Baker Hughes, one of the world’s largest oilfields services companies, missed Wall Street expectations with a smaller-than-expected second-quarter profit even as activity in the oil and gas patch continued its march to recovery from last year’s pandemic-driven collapse.
The company said it does not expect the emergence of the Delta variant of coronavirus, which has cast a shadow over the economic reopening, to derail the industry’s accelerating recovery.
Oil prices have dropped sharply on worries over the Delta variant, with US crude falling to around $68 a barrel today from $75 a barrel last week.
“Although we recognize the risks presented by the variant strains of the Covid-19 virus, we expect spending and activity levels to gain momentum through the year as the macro environment improves,” said Lorenzo Simonelli, the company’s chief executive.
Baker Hughes reported second-quarter adjusted net income of $83m, or 10 cents per share, missing analyst expectations of $129m, or 16 cents per share, according to data from S&P Global Market Intelligence.
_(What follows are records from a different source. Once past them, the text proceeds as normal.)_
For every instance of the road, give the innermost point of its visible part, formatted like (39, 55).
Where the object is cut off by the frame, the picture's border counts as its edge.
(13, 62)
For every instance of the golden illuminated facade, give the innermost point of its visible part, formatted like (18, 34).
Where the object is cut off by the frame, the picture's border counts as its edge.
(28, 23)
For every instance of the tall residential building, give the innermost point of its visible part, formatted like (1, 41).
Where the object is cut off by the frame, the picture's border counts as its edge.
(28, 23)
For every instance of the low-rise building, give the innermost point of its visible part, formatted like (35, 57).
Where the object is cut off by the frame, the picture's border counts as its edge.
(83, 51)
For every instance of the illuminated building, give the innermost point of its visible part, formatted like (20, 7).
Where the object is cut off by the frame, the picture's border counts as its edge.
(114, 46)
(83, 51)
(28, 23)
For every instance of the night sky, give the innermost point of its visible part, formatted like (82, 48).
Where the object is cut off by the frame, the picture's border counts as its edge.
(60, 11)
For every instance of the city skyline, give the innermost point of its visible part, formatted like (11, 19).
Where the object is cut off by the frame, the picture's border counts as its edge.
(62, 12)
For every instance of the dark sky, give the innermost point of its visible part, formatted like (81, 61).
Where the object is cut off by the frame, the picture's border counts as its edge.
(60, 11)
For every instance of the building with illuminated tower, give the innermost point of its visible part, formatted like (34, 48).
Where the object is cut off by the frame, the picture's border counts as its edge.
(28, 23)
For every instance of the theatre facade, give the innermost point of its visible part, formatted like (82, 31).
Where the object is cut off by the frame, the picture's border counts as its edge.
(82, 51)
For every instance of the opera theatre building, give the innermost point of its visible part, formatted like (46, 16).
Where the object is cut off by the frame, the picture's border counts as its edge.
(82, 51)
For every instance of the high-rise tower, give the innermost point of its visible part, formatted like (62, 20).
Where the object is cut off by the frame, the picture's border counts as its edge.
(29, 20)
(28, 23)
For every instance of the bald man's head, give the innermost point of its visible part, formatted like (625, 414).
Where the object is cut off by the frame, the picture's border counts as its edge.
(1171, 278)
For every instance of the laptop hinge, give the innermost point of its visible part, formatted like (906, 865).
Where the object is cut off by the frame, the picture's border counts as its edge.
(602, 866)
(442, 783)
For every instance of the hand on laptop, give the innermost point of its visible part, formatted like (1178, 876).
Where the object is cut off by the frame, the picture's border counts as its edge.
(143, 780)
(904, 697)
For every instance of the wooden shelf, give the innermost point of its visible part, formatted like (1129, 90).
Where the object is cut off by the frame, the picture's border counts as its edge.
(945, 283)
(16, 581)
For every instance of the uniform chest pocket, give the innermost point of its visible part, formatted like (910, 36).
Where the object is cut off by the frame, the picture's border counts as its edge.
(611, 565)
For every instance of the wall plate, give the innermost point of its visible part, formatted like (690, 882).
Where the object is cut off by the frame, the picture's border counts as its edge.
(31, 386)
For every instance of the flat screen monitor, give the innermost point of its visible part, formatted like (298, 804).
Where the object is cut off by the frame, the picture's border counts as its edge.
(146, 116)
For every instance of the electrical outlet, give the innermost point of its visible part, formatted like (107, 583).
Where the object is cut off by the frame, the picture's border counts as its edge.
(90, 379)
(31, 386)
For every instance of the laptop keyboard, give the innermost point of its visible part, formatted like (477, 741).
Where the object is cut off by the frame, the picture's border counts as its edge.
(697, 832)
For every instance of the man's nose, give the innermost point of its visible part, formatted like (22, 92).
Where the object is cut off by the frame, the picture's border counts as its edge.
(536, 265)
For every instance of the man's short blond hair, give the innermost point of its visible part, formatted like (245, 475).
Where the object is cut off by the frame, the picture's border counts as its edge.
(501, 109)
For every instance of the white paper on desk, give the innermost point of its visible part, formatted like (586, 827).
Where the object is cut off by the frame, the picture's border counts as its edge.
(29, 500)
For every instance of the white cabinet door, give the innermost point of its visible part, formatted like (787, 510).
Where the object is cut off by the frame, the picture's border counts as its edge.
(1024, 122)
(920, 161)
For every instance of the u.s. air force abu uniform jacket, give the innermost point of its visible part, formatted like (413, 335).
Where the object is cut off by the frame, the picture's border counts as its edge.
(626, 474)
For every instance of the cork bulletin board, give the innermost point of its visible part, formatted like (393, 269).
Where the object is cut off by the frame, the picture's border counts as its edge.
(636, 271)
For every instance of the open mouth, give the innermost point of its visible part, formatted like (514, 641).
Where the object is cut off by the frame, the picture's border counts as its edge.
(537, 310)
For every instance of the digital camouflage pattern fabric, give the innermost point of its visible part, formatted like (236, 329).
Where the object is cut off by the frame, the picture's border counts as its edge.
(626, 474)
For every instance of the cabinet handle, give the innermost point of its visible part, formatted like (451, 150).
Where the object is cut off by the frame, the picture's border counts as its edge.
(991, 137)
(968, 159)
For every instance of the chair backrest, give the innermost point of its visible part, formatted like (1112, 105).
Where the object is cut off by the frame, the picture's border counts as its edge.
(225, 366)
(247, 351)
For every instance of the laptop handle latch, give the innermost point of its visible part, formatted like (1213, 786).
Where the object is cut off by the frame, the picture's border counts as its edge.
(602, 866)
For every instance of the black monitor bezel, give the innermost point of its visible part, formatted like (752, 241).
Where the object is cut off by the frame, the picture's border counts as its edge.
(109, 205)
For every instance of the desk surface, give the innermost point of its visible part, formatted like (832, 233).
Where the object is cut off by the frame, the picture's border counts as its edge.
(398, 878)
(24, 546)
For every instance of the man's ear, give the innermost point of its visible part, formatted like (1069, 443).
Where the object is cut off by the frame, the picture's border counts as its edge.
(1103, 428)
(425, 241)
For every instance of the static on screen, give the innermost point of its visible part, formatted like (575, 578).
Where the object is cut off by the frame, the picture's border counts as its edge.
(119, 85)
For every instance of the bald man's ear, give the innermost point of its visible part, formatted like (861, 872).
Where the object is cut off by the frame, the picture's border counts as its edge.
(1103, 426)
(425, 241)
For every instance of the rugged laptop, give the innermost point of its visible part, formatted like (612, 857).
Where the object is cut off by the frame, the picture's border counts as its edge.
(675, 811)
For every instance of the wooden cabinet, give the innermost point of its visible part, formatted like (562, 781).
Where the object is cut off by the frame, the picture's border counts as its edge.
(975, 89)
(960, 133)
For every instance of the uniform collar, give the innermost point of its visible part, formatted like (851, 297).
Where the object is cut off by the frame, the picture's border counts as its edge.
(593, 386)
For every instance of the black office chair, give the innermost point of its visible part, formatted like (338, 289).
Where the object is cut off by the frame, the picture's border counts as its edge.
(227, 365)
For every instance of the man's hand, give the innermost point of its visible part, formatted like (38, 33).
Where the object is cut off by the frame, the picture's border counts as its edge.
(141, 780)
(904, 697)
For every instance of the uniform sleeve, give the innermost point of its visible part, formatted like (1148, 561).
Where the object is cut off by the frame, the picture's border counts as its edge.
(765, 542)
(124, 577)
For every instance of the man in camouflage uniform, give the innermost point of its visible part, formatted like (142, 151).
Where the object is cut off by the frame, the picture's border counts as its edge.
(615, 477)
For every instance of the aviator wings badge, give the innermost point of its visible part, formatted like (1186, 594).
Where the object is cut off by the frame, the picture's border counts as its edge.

Revenue for the quarter was $5.1bn, up from $4.8bn in the previous quarter and $4.7bn in the same period last year, beating analysts’ expectations.
The company’s shares were up around 4.5 per cent in pre-market trading.
The results came a day after rival Halliburton topped Wall Street expectations with second-quarter profits of $227m, or 26 cents per share, up from $170m, or 19 cents per share, in the first quarter.
Halliburton’s chief executive Jeff Miller also gave a bullish outlook for the sector, arguing that post-pandemic “pent-up global oil demand” was set to fuel a surge in oil and gas drilling. “For the first time in seven years, we anticipate simultaneous growth in international and North America markets,” he told analysts.